Jose Reyes ended his second half extremely strong, and the soon-to-be free agent needs to be re-signed by New York.
Reyes, the 34 year old utility infielder, has expressed his desire to remain a Met. Whether that means playing around the infield, or even coming off the bench, he wants to stay in orange and blue. There is uncertainty regarding Reyes’ future in New York, as the Mets are likely to pick up Asdrubal Cabrera‘s option. It would make sense then that, if the Mets do pick up Cabrera’s option, they skip on signing Reyes.
However, the Mets have got to keep him. First, if he really wants to finish his career as a Met that badly, Reyes will not ask for so much money. One would assume that it should not be a difficult process of negotiations with a player who is so loyal to his team. Will he play for the league minimum? Probably not, but there’s a chance he might if he doesn’t have much interest from other clubs.
Also, Reyes has stated that while he is willing to come off the bench, he still has a lot left in his tank to be an everyday contributor. Reyes finished the year batting .246 with 15 homers and 58 RBI. Yes, those are weak overall numbers, but they were mainly affected by his horrible start to the season. In the second half, Reyes registered an OPS of .828. His average was not .300, no, but it was a solid .288. His on-base percentage could have been higher if he drew more walks, of course, but .356 wasn’t all that bad either.
Reyes also brings another quality to the team even at age 34 that they lack: speed. Reyes stole 24 bases in 2017, the most on the Mets by far. Speed on the base paths for the Mets has been an issue for many years, and Reyes was able to collect a good amount this year.
While Reyes’ second half proved that he’s still capable of playing every day, or at least nearly every day, he has also shown quality veteran leadership skills. When Mets top prospect Amed Rosario was called up, Reyes took it upon himself to welcome him to the big league club, be his mentor, and was able to connect to him. Rosario and Reyes are now very close, and Rosario credits his middle infield partner for being a mentor for him during his brief stint in the MLB.

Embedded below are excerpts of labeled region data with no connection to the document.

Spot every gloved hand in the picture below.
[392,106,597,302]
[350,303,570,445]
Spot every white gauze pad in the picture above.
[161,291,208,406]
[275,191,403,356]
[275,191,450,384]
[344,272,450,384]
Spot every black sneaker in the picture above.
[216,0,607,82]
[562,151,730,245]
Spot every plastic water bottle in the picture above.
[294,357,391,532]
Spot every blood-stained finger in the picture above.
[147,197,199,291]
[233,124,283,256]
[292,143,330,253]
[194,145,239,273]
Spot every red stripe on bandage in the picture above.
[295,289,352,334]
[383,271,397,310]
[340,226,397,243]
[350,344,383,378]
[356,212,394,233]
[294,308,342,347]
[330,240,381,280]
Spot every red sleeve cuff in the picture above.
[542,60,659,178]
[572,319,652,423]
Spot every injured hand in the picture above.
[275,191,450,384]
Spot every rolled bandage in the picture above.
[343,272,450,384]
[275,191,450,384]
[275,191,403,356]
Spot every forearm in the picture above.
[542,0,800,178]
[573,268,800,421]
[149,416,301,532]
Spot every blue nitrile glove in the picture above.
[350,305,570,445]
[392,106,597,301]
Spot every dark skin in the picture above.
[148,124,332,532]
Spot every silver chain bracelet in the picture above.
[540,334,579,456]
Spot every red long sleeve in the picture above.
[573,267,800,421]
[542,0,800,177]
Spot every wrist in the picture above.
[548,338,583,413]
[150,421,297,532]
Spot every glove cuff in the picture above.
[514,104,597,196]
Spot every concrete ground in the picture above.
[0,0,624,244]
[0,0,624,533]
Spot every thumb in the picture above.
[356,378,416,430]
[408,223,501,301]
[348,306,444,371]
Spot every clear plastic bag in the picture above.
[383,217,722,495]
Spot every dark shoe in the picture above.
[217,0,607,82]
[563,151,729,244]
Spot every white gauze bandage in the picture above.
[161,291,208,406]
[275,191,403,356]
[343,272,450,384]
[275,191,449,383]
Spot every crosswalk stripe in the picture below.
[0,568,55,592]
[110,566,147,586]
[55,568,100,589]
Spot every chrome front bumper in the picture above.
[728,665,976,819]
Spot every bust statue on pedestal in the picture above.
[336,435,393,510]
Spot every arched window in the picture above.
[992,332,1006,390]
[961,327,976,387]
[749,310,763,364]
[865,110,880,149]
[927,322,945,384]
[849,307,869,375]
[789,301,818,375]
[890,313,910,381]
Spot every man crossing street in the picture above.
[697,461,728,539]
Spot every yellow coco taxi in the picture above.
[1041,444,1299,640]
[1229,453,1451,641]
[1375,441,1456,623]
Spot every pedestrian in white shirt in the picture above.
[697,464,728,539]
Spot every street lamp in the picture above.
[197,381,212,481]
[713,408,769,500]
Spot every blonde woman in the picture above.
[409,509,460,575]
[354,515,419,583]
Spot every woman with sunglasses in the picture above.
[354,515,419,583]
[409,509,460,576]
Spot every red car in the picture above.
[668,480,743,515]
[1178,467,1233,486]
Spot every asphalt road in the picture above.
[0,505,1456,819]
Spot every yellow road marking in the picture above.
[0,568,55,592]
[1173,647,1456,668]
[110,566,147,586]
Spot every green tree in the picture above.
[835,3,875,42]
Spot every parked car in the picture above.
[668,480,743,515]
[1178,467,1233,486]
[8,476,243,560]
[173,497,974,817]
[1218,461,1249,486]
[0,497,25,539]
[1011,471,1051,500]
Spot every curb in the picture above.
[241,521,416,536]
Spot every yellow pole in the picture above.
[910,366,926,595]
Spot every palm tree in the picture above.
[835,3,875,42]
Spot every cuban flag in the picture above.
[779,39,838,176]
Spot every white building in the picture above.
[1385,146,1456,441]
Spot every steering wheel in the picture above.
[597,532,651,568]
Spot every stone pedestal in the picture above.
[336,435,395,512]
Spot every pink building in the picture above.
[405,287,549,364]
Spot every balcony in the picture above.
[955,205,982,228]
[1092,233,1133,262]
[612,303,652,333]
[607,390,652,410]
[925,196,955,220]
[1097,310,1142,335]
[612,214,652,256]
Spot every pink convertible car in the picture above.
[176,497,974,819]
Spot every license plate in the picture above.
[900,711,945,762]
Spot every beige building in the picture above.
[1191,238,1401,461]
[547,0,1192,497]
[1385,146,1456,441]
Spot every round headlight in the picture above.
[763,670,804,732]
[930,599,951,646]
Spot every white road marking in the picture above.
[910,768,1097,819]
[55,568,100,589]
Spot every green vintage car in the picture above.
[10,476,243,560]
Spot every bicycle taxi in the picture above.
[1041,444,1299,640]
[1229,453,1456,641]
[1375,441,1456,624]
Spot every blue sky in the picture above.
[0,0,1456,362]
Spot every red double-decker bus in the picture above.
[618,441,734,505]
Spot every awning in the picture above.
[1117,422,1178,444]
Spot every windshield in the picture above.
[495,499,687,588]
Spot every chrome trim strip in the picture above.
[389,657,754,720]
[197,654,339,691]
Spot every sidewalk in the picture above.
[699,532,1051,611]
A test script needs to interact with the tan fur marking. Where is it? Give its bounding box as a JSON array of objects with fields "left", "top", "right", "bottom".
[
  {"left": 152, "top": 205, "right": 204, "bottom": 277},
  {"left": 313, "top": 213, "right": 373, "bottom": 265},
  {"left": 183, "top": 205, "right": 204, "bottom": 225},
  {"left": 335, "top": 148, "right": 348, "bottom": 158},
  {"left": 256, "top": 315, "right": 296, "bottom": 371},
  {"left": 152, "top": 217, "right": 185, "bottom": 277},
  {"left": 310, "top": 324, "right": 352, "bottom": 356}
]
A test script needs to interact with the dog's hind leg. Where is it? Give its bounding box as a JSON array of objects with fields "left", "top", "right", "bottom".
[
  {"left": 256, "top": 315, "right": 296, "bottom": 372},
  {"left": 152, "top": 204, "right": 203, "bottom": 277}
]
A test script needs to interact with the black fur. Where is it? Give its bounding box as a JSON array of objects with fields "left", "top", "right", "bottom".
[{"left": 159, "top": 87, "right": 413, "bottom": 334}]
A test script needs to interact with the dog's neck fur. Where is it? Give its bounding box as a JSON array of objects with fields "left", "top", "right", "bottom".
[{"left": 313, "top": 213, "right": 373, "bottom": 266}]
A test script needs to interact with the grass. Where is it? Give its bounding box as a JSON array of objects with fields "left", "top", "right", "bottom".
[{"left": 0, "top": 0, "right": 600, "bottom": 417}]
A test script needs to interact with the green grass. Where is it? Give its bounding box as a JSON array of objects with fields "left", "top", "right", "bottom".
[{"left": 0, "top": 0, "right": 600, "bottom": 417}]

Additionally, there have been many players who have said that Reyes always brings energy. For the Mets to go far, they would need Reyes’ presence and leadership in 2018.
Finally, even if the Mets do keep Cabrera, there is still room for Reyes. The Mets can have a deep infield bench, led by Reyes, Wilmer Flores, and potentially T.J. Rivera (assuming one of them starts). For the Mets to go deep into the playoffs, they cannot rely on young, inexperienced players to be top options off the bench. For instance, Gavin Cecchini and Matt Reynolds have not proven themselves yet to be on a major league roster for a contending team.
Both on and off the field, Reyes is so versatile, there’s nothing to lose by keeping him. Whether he comes off the bench or starts, the Mets must do anything to retain the beloved Met, Jose Reyes.